REM
There’s nothing like a midnight horror, or ensuing midnight panic attack, to get the blood pumping.
In the middle of last week my first REM cycle came to an abrupt end.
The dream was wrapping up – my dreams drift, cycle, and fade with as much panache as the late-afternoon sitcom lineup preceding a dinnertime Law & Order SVU marathon that used to plague daytime television.
In the back of my unconscious brain I could feel the change from one dream scenario to the next. But before the shift could happen, a sound somewhere between a wet squeegee and a cork popping exploded around me. I woke up.
Alarmed, I opened my eyes – only to find that something was very, very wrong with my vision.
I know the pitch-black bedroom well. Every outline faintly perceptible through the slim cracks of moonlight that peek out from behind the window curtains have been etched into my brain.
But those outlines were not there. Not in their places – and not even in one place.
Worse, even in darkness, I was seeing things. Bursts of purple and green color floated and danced.
Cloudy patterns of vision and vision-shadows shifted around. They danced and waved and shimmered on with a sense of timelessness.
As if roving on a fourth-dimensional circuit – appearing and disappearing in a way that could only have been patterned, following a perfect rhythm of its own, yet matching no discernible blueprint, everything in this Cubist vision stirred.
Lines which should have stayed still appeared where they did not belong; splintered shapes chopped to pieces set off from each other at jarring angles.
I saw the world of Bracques and it moves. It tessellates in sliding, textured movements with more depth and form than the normal shapes around us, unseen but felt.

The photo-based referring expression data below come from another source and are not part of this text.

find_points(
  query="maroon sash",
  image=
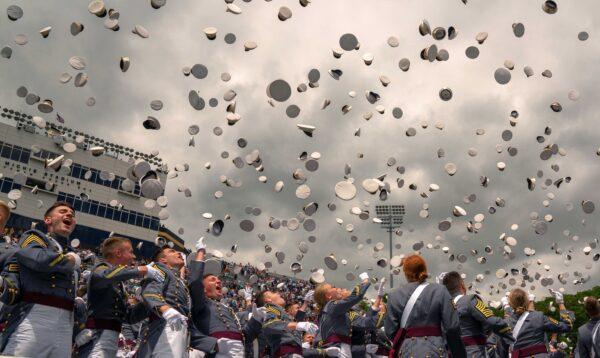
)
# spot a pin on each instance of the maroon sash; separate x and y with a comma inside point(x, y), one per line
point(474, 340)
point(528, 351)
point(287, 349)
point(335, 338)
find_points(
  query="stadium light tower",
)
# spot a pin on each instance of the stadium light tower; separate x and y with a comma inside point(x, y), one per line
point(391, 218)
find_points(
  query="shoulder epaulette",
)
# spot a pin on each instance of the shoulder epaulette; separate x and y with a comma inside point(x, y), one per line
point(273, 311)
point(352, 315)
point(481, 307)
point(33, 238)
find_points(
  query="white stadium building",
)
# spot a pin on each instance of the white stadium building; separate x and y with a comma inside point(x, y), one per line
point(101, 184)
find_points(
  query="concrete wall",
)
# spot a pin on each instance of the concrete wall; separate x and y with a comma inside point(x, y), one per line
point(27, 204)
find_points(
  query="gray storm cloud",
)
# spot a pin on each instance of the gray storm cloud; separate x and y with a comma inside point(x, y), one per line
point(288, 50)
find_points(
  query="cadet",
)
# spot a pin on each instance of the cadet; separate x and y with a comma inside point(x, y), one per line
point(9, 278)
point(334, 322)
point(364, 327)
point(107, 301)
point(169, 303)
point(219, 329)
point(48, 279)
point(584, 334)
point(475, 317)
point(283, 334)
point(416, 314)
point(531, 326)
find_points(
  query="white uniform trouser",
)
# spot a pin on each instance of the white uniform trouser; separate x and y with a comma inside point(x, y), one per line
point(345, 351)
point(235, 349)
point(45, 332)
point(106, 346)
point(171, 343)
point(194, 353)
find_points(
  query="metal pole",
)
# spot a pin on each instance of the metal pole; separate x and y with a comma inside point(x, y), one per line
point(390, 229)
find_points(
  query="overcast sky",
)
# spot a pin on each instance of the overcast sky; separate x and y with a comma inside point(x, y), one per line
point(289, 50)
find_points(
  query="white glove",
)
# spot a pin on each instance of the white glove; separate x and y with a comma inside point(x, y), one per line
point(558, 296)
point(153, 273)
point(504, 302)
point(175, 319)
point(307, 327)
point(332, 351)
point(310, 295)
point(381, 289)
point(371, 348)
point(84, 337)
point(85, 274)
point(259, 314)
point(200, 245)
point(225, 345)
point(77, 264)
point(248, 293)
point(440, 278)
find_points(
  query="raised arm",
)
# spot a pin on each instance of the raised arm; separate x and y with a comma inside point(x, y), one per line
point(391, 318)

The beat of my heart set it off to a frenetic tempo. Eyes opened or closed, real shapes or color bursts rotated and bounced, as if in a methodical, soundless melody.

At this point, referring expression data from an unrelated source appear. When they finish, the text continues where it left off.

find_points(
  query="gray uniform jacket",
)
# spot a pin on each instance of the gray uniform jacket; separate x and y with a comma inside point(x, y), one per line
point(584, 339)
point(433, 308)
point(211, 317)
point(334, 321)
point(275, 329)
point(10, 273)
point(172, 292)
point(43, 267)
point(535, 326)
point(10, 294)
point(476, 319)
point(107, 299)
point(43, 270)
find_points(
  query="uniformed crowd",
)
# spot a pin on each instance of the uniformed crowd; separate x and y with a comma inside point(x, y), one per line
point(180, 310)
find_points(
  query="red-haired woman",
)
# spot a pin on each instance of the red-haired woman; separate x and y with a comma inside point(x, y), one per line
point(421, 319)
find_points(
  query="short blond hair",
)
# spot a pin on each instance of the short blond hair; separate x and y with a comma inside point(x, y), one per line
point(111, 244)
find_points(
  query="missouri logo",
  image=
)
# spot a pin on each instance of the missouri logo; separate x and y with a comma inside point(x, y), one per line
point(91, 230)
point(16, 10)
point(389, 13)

Shadows would not fix. As if I had to pay for a lifetime of their reliability. Lights would move. First here, now there, turn your face – now not there either, nowhere.
Vision was a creature with a mind of its own – and my sleep-addled brain did not rule out malicious spirits in these moments of eye torture.
A spell, a punishment from a wicked being would be less cruel. Visions of ERs and early death – or hopefully just a safe, early blindness – please let it be true blindness and not seeing but seeing wrong – haunted me too.
I stood up, ready to wake and beg for a ride to the hospital, when it stopped as suddenly as it started.
In the hall light everything maintained regular shapes and stillness. Even the light soreness in my eyes was consistent with waking up after a short sleep.
Cubist terror faded to realism.
But I haven’t slept in the same position since.